Science & Research

Enzyme increase prolongs life span of fruit flies

ADAR promotes the de-silencing of transposons, yielding a 20 percent increase in flies’ life spans

By
Contributing Writer
Friday, November 15, 2013

Extending an organism’s life simply by increasing the concentration of an enzyme may be possible, thanks to groundbreaking results from a study on gene expression led by Robert Reenan, professor of biology, in collaboration with several graduate students and field experts.

The idea for the research was conceived seven years ago when Yiannis Savva GS discovered ADAR, a specific enzyme on a site of chromosome four. This observation puzzled both him and Reenan.

Each time RNA was exposed to ADAR, the enzyme would target double-stranded sections of RNA exclusively. This peculiarity would become the centerpiece of Savva’s thesis paper.

In the present study, the researchers found that when ADAR was added to a specific transposon — a piece of genetic material — there was a 20 percent increase in median life span and a change in eye color pigmentation in both male and female flies.

A significant number of genes have transposable elements within them, and even more have transposons around them. Hundreds of genes in flies and thousands of genes in humans have transposons.

Transposons are typically surrounded by chromatin, tight bundles of DNA, that serve to mute the transposon’s code. The enzyme ADAR acts to loosen the bonds of these chromatin bundles. By increasing these levels of ADAR, more “undesirable” transposons were free to jump from gene to gene.

When multiple transposons became mobile, they tended to end up next to each other, creating double-stranded RNA sequences. So when ADAR was introduced to the genes of a fruit fly, it was observed to bind to the double-stranded sections of RNA.

Typically when RNA is being edited, an organism’s genome has a mechanism for pinpointing the double-stranded RNA sequence and chopping up the RNA into snippets that can wrap around the transposon.
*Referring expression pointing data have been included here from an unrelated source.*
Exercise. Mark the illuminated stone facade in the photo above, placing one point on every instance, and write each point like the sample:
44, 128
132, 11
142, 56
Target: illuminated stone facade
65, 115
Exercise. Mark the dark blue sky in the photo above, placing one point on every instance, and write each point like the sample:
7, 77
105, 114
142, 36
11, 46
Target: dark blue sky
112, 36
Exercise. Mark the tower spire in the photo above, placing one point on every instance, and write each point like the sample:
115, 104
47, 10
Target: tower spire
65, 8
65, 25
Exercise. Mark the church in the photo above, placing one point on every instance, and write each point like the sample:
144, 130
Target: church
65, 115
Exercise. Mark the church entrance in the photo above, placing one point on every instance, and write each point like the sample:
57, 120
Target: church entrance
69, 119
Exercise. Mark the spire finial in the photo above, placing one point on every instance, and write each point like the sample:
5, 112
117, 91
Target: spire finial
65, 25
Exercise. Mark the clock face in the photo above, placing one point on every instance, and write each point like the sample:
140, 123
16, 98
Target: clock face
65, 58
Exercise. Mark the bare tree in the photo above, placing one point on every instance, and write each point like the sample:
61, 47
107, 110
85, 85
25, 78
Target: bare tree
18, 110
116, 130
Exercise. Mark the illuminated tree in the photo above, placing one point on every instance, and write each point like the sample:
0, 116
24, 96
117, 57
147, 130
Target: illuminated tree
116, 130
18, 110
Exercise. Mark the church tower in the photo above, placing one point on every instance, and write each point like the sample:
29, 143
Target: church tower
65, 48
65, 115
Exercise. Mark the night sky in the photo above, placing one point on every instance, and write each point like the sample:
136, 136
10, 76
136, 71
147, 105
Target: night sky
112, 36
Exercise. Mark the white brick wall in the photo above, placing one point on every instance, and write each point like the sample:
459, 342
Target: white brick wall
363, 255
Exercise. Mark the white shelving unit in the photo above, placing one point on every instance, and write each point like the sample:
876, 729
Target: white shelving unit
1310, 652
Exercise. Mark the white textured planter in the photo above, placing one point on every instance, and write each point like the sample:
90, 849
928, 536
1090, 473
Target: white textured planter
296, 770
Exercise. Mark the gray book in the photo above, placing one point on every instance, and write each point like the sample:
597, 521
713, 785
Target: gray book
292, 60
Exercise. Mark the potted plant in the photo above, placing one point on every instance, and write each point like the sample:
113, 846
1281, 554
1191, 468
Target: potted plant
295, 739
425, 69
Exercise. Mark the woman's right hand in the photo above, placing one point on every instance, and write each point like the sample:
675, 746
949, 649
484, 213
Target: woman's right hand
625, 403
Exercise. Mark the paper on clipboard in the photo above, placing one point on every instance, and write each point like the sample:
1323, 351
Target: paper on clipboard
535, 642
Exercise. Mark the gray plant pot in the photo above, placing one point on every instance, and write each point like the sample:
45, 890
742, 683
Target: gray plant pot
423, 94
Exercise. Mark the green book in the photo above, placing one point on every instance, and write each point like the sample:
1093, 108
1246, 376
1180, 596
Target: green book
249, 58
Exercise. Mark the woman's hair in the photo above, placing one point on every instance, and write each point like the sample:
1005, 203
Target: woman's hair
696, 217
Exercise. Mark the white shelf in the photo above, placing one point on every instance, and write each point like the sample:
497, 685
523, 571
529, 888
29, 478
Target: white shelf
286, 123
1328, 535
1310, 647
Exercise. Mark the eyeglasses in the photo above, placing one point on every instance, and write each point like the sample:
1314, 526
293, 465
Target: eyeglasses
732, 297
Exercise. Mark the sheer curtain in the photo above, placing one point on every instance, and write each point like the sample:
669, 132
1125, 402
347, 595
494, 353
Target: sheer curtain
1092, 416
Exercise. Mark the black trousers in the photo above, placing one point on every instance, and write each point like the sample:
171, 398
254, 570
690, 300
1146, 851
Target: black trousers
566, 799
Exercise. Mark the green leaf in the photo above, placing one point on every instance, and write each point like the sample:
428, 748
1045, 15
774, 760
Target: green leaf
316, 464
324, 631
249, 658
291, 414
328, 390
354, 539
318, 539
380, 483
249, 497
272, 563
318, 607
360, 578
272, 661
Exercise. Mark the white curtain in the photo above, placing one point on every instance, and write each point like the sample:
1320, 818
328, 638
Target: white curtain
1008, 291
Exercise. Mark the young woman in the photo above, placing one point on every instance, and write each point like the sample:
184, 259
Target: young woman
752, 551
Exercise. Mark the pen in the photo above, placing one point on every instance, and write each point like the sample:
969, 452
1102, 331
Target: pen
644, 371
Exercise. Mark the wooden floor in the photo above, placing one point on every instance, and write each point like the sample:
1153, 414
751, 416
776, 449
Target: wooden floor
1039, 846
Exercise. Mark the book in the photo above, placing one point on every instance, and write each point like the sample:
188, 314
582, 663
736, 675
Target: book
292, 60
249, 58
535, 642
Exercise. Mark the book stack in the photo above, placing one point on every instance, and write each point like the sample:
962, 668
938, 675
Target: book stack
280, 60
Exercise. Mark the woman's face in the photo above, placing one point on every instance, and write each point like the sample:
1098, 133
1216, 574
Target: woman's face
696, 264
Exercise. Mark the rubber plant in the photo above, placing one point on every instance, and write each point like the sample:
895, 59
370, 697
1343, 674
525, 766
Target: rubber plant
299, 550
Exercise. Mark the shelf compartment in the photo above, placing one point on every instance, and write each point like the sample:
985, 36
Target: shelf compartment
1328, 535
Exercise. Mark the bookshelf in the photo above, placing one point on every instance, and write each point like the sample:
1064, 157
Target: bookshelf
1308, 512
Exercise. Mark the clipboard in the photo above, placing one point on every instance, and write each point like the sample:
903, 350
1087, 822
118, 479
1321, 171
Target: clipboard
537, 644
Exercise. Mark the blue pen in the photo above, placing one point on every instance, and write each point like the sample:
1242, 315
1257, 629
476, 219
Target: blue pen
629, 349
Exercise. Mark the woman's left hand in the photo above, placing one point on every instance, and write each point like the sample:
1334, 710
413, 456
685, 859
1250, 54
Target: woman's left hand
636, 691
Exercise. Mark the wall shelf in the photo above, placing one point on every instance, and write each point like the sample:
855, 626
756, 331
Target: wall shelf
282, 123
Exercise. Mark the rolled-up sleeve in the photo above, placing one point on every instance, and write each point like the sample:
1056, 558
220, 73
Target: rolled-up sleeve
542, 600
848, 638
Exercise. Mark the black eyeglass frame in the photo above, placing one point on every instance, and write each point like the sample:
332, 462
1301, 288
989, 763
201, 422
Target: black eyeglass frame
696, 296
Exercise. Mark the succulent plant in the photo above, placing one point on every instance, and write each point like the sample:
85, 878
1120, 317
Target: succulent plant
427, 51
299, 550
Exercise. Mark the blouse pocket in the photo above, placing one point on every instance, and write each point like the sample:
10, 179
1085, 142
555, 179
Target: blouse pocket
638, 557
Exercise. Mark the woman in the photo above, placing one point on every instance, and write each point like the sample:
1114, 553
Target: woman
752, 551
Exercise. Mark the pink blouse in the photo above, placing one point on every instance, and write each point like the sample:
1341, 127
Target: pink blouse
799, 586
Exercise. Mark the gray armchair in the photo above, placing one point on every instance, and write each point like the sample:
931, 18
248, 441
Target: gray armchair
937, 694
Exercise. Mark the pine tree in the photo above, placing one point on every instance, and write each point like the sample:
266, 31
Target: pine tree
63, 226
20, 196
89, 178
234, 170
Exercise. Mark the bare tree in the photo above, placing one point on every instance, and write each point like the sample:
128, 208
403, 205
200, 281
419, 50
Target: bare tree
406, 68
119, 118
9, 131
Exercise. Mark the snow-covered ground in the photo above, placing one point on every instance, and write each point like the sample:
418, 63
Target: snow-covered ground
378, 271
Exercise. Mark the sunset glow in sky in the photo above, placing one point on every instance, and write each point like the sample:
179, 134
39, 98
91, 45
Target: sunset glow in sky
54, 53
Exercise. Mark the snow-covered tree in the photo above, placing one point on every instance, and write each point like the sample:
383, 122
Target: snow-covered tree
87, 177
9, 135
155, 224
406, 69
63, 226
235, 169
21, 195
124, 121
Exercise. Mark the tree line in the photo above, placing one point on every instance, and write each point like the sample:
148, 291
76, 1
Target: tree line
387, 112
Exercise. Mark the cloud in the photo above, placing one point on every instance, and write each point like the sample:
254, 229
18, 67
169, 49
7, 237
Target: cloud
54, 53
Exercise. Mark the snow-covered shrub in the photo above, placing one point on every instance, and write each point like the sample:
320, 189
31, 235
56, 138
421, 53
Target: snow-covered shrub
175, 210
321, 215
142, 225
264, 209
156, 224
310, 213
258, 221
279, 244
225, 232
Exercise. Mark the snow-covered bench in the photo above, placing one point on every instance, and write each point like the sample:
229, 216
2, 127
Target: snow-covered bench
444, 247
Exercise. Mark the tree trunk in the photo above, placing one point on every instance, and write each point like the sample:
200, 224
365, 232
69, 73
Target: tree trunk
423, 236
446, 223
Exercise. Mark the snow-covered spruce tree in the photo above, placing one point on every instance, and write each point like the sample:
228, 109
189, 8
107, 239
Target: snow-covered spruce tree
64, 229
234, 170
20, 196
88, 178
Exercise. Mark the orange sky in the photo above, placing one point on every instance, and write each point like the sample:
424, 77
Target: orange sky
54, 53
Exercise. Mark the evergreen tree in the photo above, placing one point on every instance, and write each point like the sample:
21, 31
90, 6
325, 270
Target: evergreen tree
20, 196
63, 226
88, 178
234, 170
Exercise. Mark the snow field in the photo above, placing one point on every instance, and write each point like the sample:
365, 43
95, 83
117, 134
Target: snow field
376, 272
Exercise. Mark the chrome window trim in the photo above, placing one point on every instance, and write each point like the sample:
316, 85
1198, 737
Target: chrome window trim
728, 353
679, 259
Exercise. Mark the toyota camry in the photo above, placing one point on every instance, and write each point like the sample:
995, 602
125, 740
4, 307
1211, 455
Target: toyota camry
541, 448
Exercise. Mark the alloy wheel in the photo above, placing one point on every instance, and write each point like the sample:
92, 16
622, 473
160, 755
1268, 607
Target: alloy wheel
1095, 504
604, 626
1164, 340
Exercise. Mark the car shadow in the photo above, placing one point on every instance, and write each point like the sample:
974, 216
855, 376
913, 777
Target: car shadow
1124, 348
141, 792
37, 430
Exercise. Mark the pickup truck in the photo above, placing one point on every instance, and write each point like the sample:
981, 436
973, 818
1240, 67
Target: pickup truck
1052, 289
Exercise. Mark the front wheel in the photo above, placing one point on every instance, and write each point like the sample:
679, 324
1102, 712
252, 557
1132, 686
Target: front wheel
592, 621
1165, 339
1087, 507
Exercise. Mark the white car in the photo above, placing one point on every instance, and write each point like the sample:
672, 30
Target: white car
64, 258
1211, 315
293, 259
A mechanism within the organism then takes these bits of RNA and searches for similar RNA pieces to eliminate. Not all transposons in an organism’s genome are silenced simultaneously, leading to variation from individual to individual.

“This technique effectively stifles the transposable elements and prevents them from filling up the entire genome with junk DNA, like a ‘genomic immune system,’” Savva said.

ADAR loosens the tightly regulated system, inducing a chemical change that alters the identity of  a component of DNA, so that it is viewed as a different component by the rest of the cell and is no longer identified as a target by the RNA silencer.

“The small RNAs are like police artist sketches, and the dicers are like the sketch artists, and they hand the sketch off ,” Reenan said. “We have shown that ADAR interferes with that process.”

One obstacle that the group encountered was trying to capture a certain image of the fruit fly’s genome from a microscope. Part of the genome was removed by genetic engineering so that ADAR could not bind to the RNA anymore. Half of the chromosome that ADAR could still bind to would appear green, and the removed half would appear red. But when the researchers ran their test, the red and green portions were scattered and speckled in a random fashion. Searching numerous chromosomes and taking many snapshots, they eventually obtained a snapshot of the clearly defined separation.

“It took probably 100 slides of DNA to see the desired arrangement,” Savva said.

It may take several years to apply the results of the study to the human genome, given the complexity of gene expression, Reenan said.